Transcript
A (0:00)
This is Scott Becker with the Becker Business and the Becker Private Equity Podcast. Today's discussion is auto loan defaults rise. So, so here's what's going on and the reason why this is important, at least some people think it's important, is that auto loans and car buying sort of serve as a barometer of health for, you know, American households, for the economy and so forth. What you've got now is stats on auto loans rising significantly over the last couple years. And there's a couple reasons for this. There's the staticness in income of, of people that own cars, that the income's not going up as much as they'd like it to. But two people are buying much more car than they should be buying, and car prices have gone up tremendously since the start of the pandemic. So what you've got is car prices are really high. People are buying cars at much higher prices. They're taking out much bigger loans for them, and their income is not keeping up. And in fact, the job market's more fragile than it's been in some time. So when I look at these auto loan delinquenties, part of it is, of course, on the buyer. You know, I don't blame the carmakers. I do buy buyers for buying things they can't afford or shouldn't, shouldn't put themselves at risk. We're obviously a huge proponent of a no debt. You know, people talk about this no Kings Day. I don't want to comment on that one way or the other, but I am a believer in a no debt day that people should be very careful in the amount of debt they take on. That debt kills countries, it kills families, it kills companies, it kills individuals. And at the end of the day, you've got more and more people that have $1,000 a month car payment, which to me is just absolutely ludicrous and crazy. I think it's crazy. You got a $50 a month phone payment.
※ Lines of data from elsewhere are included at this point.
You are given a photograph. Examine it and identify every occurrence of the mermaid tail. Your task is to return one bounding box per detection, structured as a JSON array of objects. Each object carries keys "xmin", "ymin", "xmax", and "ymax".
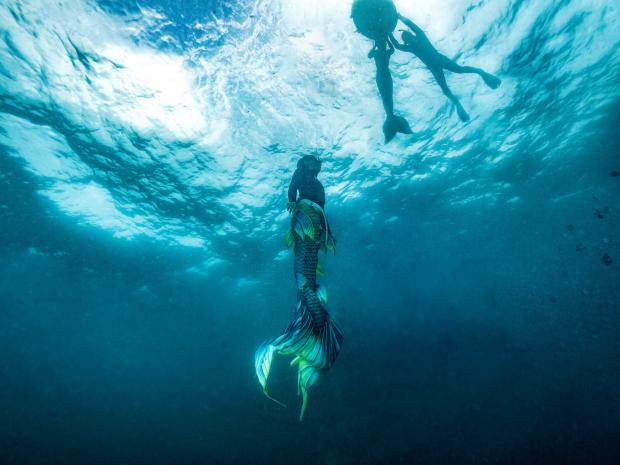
[{"xmin": 254, "ymin": 200, "xmax": 343, "ymax": 420}]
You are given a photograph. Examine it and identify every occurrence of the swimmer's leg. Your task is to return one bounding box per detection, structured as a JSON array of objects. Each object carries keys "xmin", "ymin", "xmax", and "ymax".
[
  {"xmin": 441, "ymin": 57, "xmax": 502, "ymax": 89},
  {"xmin": 430, "ymin": 68, "xmax": 469, "ymax": 122}
]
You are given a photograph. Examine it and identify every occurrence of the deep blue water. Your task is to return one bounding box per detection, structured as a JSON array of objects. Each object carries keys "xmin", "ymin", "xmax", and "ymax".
[{"xmin": 0, "ymin": 0, "xmax": 620, "ymax": 465}]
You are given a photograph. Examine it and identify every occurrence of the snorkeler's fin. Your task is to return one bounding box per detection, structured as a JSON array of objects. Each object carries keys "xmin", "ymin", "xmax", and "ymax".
[
  {"xmin": 383, "ymin": 115, "xmax": 413, "ymax": 144},
  {"xmin": 454, "ymin": 100, "xmax": 469, "ymax": 123},
  {"xmin": 481, "ymin": 73, "xmax": 502, "ymax": 89}
]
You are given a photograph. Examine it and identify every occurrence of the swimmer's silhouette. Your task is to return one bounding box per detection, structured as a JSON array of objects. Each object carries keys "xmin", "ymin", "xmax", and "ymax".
[
  {"xmin": 390, "ymin": 15, "xmax": 502, "ymax": 121},
  {"xmin": 368, "ymin": 38, "xmax": 411, "ymax": 143}
]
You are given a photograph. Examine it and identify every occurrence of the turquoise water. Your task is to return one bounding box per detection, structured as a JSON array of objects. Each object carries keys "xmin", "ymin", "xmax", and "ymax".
[{"xmin": 0, "ymin": 0, "xmax": 620, "ymax": 465}]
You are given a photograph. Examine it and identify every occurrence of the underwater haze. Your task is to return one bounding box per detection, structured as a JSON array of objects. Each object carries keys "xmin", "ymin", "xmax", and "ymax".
[{"xmin": 0, "ymin": 0, "xmax": 620, "ymax": 465}]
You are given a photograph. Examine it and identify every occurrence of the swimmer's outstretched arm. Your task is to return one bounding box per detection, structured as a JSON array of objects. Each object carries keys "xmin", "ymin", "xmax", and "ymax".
[{"xmin": 389, "ymin": 34, "xmax": 405, "ymax": 50}]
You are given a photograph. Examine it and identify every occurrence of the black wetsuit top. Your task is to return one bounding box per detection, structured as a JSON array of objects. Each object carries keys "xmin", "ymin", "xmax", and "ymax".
[{"xmin": 288, "ymin": 169, "xmax": 325, "ymax": 208}]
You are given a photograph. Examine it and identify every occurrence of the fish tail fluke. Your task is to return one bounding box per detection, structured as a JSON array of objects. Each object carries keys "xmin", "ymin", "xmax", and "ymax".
[
  {"xmin": 255, "ymin": 296, "xmax": 343, "ymax": 420},
  {"xmin": 383, "ymin": 115, "xmax": 413, "ymax": 144},
  {"xmin": 254, "ymin": 344, "xmax": 286, "ymax": 407},
  {"xmin": 254, "ymin": 344, "xmax": 276, "ymax": 394}
]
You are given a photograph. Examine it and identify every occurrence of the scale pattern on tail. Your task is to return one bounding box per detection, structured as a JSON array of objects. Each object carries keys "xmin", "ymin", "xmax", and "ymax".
[{"xmin": 255, "ymin": 200, "xmax": 343, "ymax": 420}]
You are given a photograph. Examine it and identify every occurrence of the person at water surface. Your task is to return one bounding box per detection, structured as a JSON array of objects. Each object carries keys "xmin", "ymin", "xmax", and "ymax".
[
  {"xmin": 368, "ymin": 38, "xmax": 412, "ymax": 143},
  {"xmin": 390, "ymin": 14, "xmax": 501, "ymax": 121}
]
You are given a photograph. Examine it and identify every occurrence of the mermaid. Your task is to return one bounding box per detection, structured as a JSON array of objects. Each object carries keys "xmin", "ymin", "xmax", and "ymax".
[{"xmin": 254, "ymin": 155, "xmax": 343, "ymax": 420}]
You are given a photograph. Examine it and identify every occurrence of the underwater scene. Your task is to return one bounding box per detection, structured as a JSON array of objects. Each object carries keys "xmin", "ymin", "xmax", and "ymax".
[{"xmin": 0, "ymin": 0, "xmax": 620, "ymax": 465}]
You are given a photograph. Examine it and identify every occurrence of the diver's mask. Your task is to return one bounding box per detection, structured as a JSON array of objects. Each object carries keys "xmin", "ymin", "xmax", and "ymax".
[{"xmin": 297, "ymin": 155, "xmax": 322, "ymax": 176}]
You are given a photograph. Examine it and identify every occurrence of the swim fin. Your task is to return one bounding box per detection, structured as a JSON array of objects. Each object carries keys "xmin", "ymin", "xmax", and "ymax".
[
  {"xmin": 383, "ymin": 115, "xmax": 413, "ymax": 144},
  {"xmin": 481, "ymin": 73, "xmax": 502, "ymax": 89}
]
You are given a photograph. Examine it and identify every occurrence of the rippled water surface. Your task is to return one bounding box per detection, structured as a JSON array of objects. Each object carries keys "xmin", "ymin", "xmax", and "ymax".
[{"xmin": 0, "ymin": 0, "xmax": 620, "ymax": 465}]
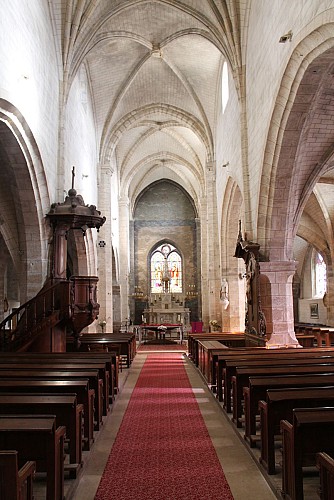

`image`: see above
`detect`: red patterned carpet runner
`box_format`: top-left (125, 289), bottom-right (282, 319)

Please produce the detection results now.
top-left (95, 353), bottom-right (233, 500)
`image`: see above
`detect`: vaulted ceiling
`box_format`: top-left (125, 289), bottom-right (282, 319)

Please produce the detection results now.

Release the phone you use in a certain way every single day, 24 hours. 7. We're on the car payment. This concept of thousand dollar a month car payments I think is beyond ridiculous. In any event, car defaults, loan delinquencies are rising significantly. Let's hope that's not a bad sign for the American consumer, where the American economy is going. Thank you for listening to the Becker Business and the Becker Private Equity Podcast. Thank you very, very much.